Preparation and evaluation of a proton exchange membrane based on oxidation and water stable sulfonated polyimides

A series of novel oxidation and water stable sulfonated polyimides (SPIs) were synthesized from 4,4′-binaphthyl-1,1′,8,8′-tetracarboxylic dianhydride (BTDA), and wholly aromatic diamine 2,2′-bis(3-sulfobenzoyl) benzidine (2,2′-BSBB) for proton exchange membrane fuel cells. These polyimides could be cast into flexible and tough membranes from m-cresol solutions. The copolymer membranes exhibited excellent oxidative stability and mechanical properties due to their fully aromatic structure extending through the backbone and pendant groups. Moreover, all BTDA-based SPI membranes exhibited much better water stability than those based on the conventional 1,4,5,8-naphthalenecarboxylic dianhydride.
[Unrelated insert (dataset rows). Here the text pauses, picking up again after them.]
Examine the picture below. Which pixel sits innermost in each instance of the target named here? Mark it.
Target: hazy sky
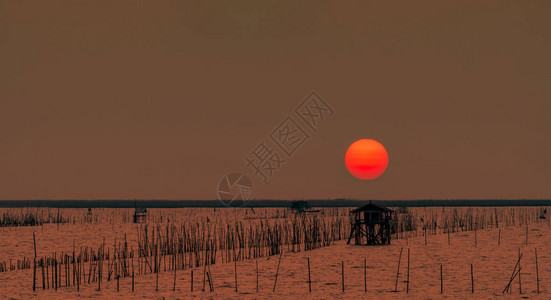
(125, 100)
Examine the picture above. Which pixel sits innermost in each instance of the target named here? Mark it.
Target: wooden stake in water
(519, 273)
(398, 270)
(235, 272)
(365, 275)
(34, 263)
(277, 271)
(425, 235)
(309, 278)
(441, 281)
(537, 271)
(472, 279)
(132, 269)
(342, 272)
(407, 282)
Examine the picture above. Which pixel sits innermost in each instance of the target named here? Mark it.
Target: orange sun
(366, 159)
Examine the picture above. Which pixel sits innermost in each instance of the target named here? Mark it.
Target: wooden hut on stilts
(370, 225)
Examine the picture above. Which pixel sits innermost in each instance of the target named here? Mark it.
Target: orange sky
(113, 99)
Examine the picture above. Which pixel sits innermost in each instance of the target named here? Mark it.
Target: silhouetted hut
(140, 214)
(88, 217)
(370, 225)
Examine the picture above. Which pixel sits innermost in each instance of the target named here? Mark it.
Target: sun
(366, 159)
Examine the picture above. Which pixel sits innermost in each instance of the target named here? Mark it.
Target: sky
(161, 99)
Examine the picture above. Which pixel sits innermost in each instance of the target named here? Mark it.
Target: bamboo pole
(398, 270)
(472, 279)
(537, 271)
(34, 263)
(365, 275)
(43, 280)
(519, 273)
(407, 282)
(441, 280)
(309, 278)
(132, 253)
(342, 273)
(235, 272)
(277, 271)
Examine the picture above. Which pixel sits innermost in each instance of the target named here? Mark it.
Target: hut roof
(371, 207)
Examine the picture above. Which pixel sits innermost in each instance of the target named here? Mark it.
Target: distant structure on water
(302, 207)
(370, 225)
(140, 214)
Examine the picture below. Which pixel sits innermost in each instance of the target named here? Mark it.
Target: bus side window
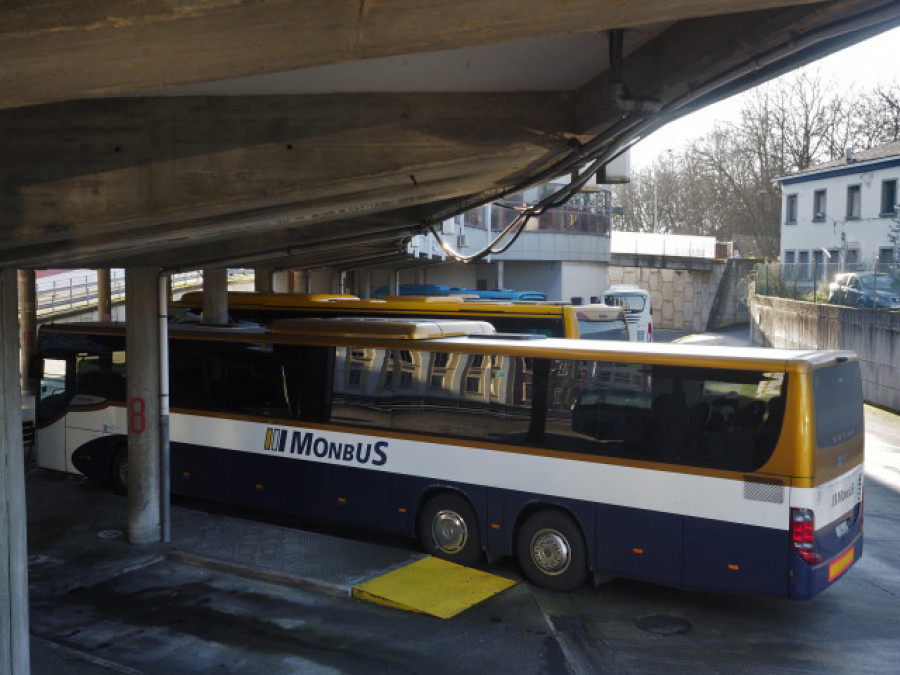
(53, 397)
(311, 376)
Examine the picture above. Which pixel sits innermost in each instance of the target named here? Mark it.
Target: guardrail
(78, 293)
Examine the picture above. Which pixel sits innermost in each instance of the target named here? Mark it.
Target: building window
(853, 202)
(819, 205)
(790, 209)
(889, 197)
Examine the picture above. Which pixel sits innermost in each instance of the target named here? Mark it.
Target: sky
(863, 66)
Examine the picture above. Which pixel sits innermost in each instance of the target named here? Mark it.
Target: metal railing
(810, 280)
(74, 293)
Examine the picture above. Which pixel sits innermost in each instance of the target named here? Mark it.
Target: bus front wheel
(448, 529)
(119, 471)
(551, 551)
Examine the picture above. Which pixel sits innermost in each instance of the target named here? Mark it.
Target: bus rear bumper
(807, 581)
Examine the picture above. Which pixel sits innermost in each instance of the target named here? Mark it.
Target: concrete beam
(120, 176)
(56, 50)
(735, 52)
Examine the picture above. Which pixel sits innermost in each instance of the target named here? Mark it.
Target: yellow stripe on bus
(838, 567)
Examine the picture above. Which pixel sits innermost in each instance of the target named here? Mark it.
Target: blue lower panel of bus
(808, 580)
(664, 548)
(734, 557)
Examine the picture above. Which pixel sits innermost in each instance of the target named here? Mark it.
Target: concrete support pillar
(14, 641)
(27, 327)
(281, 281)
(262, 280)
(394, 287)
(215, 296)
(162, 322)
(104, 295)
(143, 392)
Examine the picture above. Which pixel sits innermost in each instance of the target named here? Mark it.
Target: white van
(638, 309)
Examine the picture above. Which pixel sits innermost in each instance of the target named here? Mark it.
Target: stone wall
(873, 334)
(681, 297)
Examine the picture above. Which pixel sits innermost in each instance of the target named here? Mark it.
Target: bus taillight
(803, 534)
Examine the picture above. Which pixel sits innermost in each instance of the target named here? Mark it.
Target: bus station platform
(77, 538)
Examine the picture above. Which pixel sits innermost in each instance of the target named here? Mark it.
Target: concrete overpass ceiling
(180, 134)
(557, 63)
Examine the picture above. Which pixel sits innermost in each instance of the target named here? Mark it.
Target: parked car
(865, 289)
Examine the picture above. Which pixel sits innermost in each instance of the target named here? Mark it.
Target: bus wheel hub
(449, 531)
(550, 552)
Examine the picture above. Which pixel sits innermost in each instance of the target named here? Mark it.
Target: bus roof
(407, 303)
(479, 337)
(362, 327)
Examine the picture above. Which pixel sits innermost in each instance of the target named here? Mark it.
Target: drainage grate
(660, 624)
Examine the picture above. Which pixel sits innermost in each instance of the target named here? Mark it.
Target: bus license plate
(842, 529)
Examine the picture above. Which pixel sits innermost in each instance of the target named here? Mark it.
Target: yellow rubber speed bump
(432, 586)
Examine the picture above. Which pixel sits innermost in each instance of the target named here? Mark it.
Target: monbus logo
(307, 443)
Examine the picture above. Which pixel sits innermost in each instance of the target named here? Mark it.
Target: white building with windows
(840, 213)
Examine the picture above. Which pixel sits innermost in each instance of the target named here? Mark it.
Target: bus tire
(551, 551)
(118, 470)
(448, 529)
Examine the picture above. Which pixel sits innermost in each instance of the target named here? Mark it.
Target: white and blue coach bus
(726, 469)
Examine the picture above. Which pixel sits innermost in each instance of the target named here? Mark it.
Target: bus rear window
(837, 396)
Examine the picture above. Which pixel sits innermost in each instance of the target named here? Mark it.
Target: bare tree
(722, 185)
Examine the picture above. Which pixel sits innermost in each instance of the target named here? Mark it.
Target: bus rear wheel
(551, 551)
(448, 529)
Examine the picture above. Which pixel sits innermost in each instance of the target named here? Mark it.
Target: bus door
(50, 408)
(638, 310)
(81, 398)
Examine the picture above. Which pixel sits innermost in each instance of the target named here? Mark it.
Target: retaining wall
(873, 334)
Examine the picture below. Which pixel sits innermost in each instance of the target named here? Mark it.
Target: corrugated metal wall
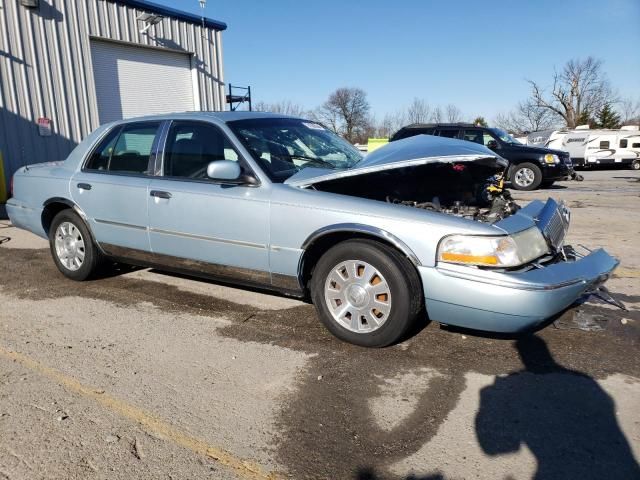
(46, 71)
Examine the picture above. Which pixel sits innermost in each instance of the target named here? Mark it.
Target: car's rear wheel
(366, 293)
(526, 176)
(72, 247)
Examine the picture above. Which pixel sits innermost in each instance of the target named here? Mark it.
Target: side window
(486, 138)
(191, 146)
(448, 132)
(102, 154)
(473, 136)
(126, 149)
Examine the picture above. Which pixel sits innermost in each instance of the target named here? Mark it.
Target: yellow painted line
(152, 424)
(622, 272)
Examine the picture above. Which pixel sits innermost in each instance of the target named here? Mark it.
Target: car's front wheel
(72, 247)
(526, 176)
(366, 293)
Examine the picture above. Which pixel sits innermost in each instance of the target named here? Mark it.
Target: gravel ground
(141, 374)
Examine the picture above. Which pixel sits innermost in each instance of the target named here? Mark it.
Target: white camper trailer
(593, 147)
(603, 147)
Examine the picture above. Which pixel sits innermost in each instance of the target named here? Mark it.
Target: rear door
(198, 223)
(111, 188)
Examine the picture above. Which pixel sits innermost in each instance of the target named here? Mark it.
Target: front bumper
(510, 301)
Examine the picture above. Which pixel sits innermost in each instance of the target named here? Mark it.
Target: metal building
(67, 66)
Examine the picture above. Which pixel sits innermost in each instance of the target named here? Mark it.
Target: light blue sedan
(420, 227)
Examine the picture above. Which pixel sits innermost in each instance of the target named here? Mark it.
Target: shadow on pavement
(563, 416)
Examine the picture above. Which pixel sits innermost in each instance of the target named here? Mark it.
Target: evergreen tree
(608, 118)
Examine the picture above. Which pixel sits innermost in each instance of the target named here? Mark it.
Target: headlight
(503, 251)
(551, 159)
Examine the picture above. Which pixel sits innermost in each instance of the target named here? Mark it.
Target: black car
(529, 167)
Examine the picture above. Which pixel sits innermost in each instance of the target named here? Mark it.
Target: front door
(200, 224)
(112, 187)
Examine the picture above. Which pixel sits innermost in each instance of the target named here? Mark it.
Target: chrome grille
(553, 221)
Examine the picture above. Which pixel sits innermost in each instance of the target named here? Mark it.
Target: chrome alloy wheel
(69, 246)
(357, 296)
(524, 177)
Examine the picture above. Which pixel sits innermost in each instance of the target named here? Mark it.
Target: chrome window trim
(122, 126)
(163, 151)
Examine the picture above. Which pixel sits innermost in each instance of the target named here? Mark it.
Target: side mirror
(224, 170)
(227, 170)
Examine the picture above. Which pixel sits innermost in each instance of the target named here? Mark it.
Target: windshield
(504, 136)
(284, 146)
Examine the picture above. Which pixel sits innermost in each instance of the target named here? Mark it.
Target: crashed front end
(517, 298)
(506, 278)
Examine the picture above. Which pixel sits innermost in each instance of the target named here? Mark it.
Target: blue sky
(474, 54)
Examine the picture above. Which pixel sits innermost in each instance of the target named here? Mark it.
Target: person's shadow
(563, 416)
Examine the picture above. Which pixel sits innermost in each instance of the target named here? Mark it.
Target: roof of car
(432, 125)
(219, 116)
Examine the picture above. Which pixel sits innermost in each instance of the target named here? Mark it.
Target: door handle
(160, 194)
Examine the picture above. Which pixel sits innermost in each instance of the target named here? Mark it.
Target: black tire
(400, 276)
(521, 169)
(92, 257)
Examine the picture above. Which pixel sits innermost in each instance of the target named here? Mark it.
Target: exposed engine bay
(473, 190)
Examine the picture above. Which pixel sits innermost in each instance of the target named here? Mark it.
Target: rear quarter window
(126, 149)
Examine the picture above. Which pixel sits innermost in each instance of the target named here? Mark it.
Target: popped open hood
(409, 152)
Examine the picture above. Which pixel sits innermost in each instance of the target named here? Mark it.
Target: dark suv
(529, 167)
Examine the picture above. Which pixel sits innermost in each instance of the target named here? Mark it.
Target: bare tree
(580, 86)
(390, 124)
(528, 117)
(346, 112)
(285, 107)
(453, 113)
(629, 111)
(418, 111)
(437, 116)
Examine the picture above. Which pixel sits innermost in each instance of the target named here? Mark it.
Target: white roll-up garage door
(132, 81)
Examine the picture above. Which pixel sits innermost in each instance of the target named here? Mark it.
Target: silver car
(419, 228)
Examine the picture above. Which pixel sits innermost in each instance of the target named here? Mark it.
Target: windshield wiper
(314, 160)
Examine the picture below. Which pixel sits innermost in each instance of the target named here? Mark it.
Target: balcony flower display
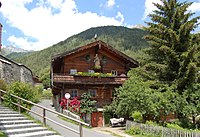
(96, 74)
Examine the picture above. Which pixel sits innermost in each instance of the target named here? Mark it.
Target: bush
(134, 131)
(151, 123)
(23, 90)
(47, 94)
(137, 116)
(174, 126)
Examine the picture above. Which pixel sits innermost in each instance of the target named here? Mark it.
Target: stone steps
(14, 124)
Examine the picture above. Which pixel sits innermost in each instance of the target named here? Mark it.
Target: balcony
(77, 79)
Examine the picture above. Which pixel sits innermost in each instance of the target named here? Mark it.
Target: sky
(38, 24)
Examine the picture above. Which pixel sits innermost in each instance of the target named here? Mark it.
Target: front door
(97, 119)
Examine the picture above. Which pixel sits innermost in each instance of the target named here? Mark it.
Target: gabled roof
(93, 44)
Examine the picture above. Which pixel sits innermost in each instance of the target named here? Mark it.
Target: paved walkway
(113, 130)
(64, 132)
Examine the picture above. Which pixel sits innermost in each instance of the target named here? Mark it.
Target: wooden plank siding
(82, 59)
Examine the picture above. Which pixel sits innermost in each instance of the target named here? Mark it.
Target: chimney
(1, 26)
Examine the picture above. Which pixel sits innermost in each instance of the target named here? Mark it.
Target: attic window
(104, 59)
(87, 57)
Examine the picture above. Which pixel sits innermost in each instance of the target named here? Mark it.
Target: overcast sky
(38, 24)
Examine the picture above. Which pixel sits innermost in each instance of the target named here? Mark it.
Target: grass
(2, 134)
(38, 122)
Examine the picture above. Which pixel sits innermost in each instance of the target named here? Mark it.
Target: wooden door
(97, 119)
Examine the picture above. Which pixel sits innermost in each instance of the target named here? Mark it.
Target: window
(73, 71)
(104, 59)
(87, 57)
(91, 71)
(92, 92)
(74, 93)
(114, 72)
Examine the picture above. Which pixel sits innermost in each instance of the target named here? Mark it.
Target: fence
(44, 116)
(158, 131)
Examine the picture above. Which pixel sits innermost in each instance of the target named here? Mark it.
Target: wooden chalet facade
(96, 68)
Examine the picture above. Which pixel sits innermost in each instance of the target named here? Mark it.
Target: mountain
(6, 50)
(121, 38)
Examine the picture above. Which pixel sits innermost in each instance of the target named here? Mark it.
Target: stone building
(11, 71)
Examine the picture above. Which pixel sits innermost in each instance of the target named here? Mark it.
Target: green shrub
(151, 123)
(174, 126)
(47, 94)
(137, 116)
(3, 85)
(23, 90)
(134, 131)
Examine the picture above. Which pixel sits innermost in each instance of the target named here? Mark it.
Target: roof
(93, 44)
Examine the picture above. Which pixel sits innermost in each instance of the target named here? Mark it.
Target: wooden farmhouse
(95, 68)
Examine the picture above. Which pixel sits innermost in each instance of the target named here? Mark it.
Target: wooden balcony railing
(77, 79)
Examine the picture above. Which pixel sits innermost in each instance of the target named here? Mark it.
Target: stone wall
(11, 71)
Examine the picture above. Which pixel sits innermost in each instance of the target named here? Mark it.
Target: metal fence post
(44, 117)
(0, 97)
(80, 130)
(19, 107)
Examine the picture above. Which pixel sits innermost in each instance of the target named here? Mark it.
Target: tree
(23, 90)
(173, 46)
(144, 95)
(167, 79)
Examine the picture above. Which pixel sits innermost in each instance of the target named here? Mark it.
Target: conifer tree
(173, 45)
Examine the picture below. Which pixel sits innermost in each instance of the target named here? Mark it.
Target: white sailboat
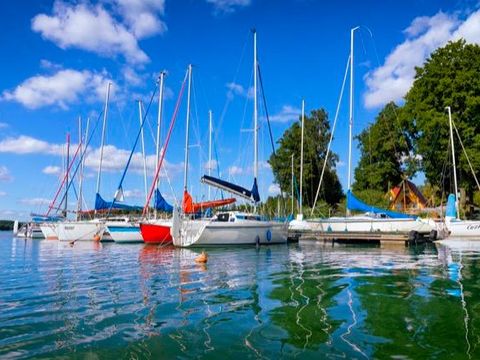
(374, 219)
(231, 228)
(456, 227)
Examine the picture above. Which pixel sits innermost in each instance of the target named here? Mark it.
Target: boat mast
(67, 169)
(210, 130)
(105, 112)
(255, 110)
(159, 123)
(301, 163)
(187, 131)
(453, 159)
(143, 148)
(350, 124)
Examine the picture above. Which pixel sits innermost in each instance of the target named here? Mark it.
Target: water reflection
(308, 300)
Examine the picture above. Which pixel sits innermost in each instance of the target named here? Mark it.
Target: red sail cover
(189, 207)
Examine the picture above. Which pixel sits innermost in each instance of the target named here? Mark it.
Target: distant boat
(373, 219)
(458, 228)
(230, 228)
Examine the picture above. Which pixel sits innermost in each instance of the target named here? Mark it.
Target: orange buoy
(202, 258)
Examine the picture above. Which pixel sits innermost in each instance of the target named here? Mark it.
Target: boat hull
(79, 231)
(363, 224)
(211, 233)
(156, 233)
(125, 233)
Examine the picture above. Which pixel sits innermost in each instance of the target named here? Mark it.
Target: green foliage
(384, 146)
(450, 77)
(316, 137)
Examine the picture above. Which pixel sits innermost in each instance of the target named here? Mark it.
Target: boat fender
(202, 258)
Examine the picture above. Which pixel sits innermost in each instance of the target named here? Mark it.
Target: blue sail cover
(355, 204)
(160, 202)
(101, 204)
(251, 195)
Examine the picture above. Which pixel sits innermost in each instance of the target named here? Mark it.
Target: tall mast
(255, 110)
(301, 158)
(293, 188)
(453, 158)
(350, 123)
(187, 131)
(210, 131)
(143, 148)
(66, 175)
(159, 127)
(105, 113)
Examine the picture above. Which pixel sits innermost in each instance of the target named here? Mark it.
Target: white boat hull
(125, 233)
(211, 233)
(463, 228)
(362, 224)
(79, 230)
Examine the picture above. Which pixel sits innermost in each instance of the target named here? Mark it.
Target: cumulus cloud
(274, 189)
(234, 89)
(5, 174)
(28, 145)
(94, 29)
(228, 6)
(286, 114)
(59, 89)
(34, 201)
(52, 170)
(392, 80)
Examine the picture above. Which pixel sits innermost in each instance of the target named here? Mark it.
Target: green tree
(449, 77)
(385, 150)
(316, 137)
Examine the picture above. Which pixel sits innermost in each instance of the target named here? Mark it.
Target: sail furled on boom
(234, 189)
(160, 203)
(355, 204)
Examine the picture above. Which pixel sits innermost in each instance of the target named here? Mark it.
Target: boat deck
(359, 237)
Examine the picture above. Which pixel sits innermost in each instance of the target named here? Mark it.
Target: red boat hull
(156, 234)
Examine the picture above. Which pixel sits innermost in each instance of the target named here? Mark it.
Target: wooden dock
(359, 237)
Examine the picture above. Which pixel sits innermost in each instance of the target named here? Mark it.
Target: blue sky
(57, 57)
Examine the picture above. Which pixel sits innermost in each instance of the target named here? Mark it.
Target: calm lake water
(306, 300)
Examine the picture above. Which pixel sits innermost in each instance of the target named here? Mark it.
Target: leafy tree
(385, 149)
(449, 77)
(316, 137)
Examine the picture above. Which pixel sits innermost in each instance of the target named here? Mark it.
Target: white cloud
(52, 170)
(235, 89)
(34, 201)
(60, 89)
(94, 29)
(235, 170)
(288, 113)
(28, 145)
(135, 194)
(228, 6)
(392, 80)
(274, 189)
(5, 174)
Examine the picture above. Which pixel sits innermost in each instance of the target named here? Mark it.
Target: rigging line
(466, 155)
(167, 139)
(266, 109)
(331, 135)
(133, 150)
(80, 161)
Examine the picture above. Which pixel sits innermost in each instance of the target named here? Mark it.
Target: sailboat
(231, 227)
(374, 219)
(458, 228)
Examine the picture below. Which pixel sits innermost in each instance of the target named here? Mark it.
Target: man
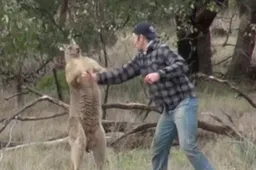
(164, 73)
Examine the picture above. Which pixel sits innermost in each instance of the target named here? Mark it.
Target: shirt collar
(151, 45)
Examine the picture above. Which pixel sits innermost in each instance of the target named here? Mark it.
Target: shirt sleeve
(175, 64)
(117, 76)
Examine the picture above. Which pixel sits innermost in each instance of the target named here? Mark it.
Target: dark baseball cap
(145, 29)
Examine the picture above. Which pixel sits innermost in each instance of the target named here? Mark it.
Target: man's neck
(147, 45)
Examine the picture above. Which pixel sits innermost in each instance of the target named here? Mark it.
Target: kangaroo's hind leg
(77, 144)
(99, 150)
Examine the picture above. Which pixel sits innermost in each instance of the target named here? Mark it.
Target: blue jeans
(181, 121)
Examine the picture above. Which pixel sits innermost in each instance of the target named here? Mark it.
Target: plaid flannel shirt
(173, 85)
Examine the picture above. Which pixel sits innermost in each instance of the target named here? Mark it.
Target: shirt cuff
(161, 73)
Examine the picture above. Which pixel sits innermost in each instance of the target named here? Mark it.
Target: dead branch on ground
(109, 126)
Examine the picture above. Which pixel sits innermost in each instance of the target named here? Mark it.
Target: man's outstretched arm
(120, 75)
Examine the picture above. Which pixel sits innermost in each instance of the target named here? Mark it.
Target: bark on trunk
(242, 55)
(196, 47)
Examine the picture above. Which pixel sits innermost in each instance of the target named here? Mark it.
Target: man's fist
(91, 73)
(152, 78)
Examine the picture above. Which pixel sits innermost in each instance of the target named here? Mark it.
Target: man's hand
(91, 73)
(152, 78)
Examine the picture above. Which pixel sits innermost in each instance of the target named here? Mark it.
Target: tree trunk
(204, 53)
(242, 55)
(195, 47)
(20, 97)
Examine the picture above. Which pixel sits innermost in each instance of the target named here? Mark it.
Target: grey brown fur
(84, 123)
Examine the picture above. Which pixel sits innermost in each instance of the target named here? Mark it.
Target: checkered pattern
(173, 85)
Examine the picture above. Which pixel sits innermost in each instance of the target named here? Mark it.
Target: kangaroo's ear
(62, 47)
(72, 41)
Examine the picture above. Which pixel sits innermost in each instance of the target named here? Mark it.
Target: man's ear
(62, 47)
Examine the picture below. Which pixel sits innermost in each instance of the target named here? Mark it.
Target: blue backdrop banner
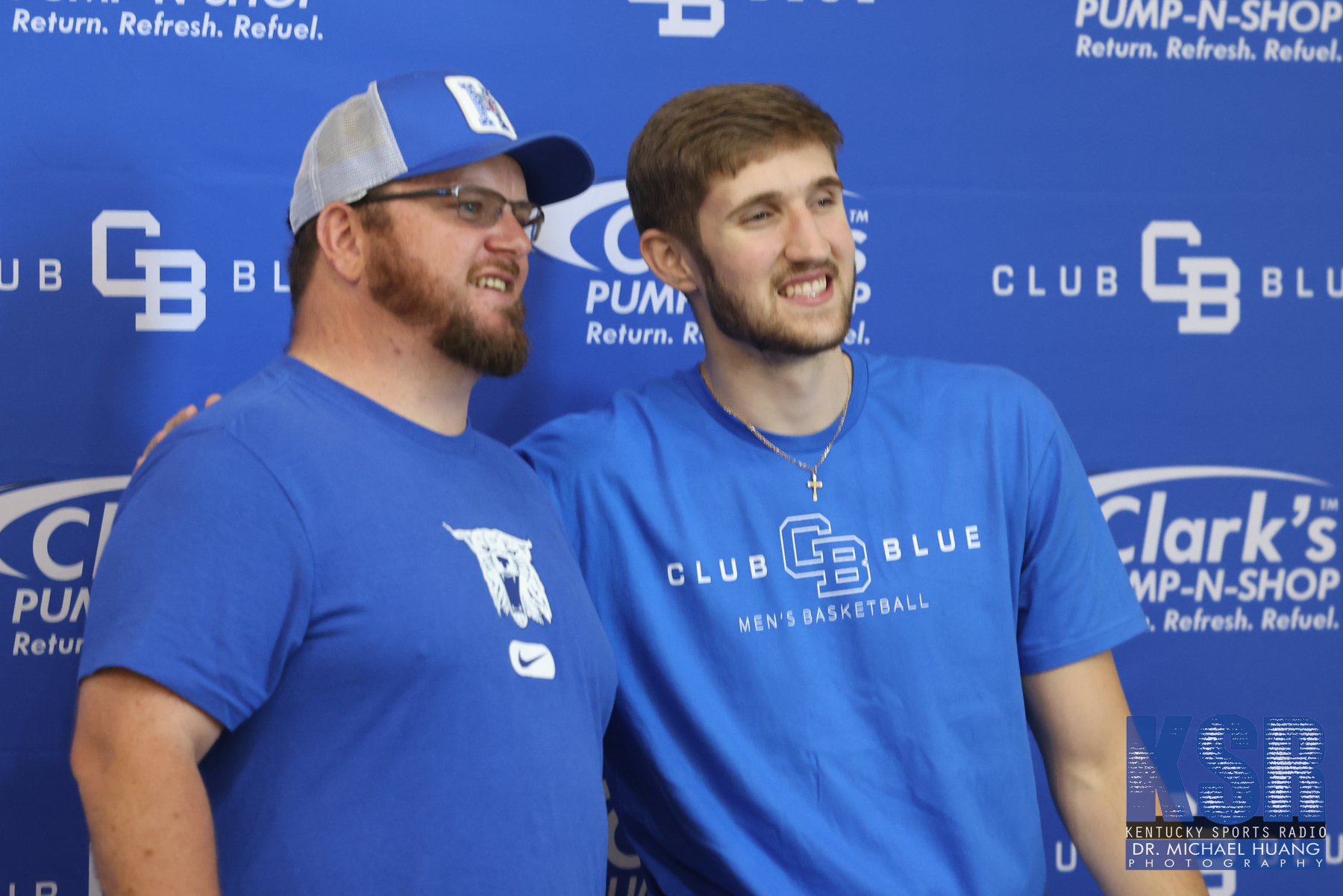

The improved water stability of BTDA-based polyimides was attributed to its unique binaphthalimide structure. The SPI membranes with ion exchange capacity (IEC) of 1.36–1.90 mequiv g−1 had proton conductivity in the range of 0.41 × 10−1 to 1.12 × 10−1 S cm−1 at 20 °C. The membrane with IEC value of 1.90 mequiv g−1 displayed reasonably higher proton conductivity than Nafion® 117 (0.9 × 10−1 S cm−1) under the same test condition and the high conductivity of 0.184 S cm−1 was obtained at 80 °C. Microscopic analyses revealed that well-dispersed hydrophilic domains contribute to better proton conducting properties. These results showed that the synthesized materials might have the potential to be applied as the proton exchange membranes for PEMFCs.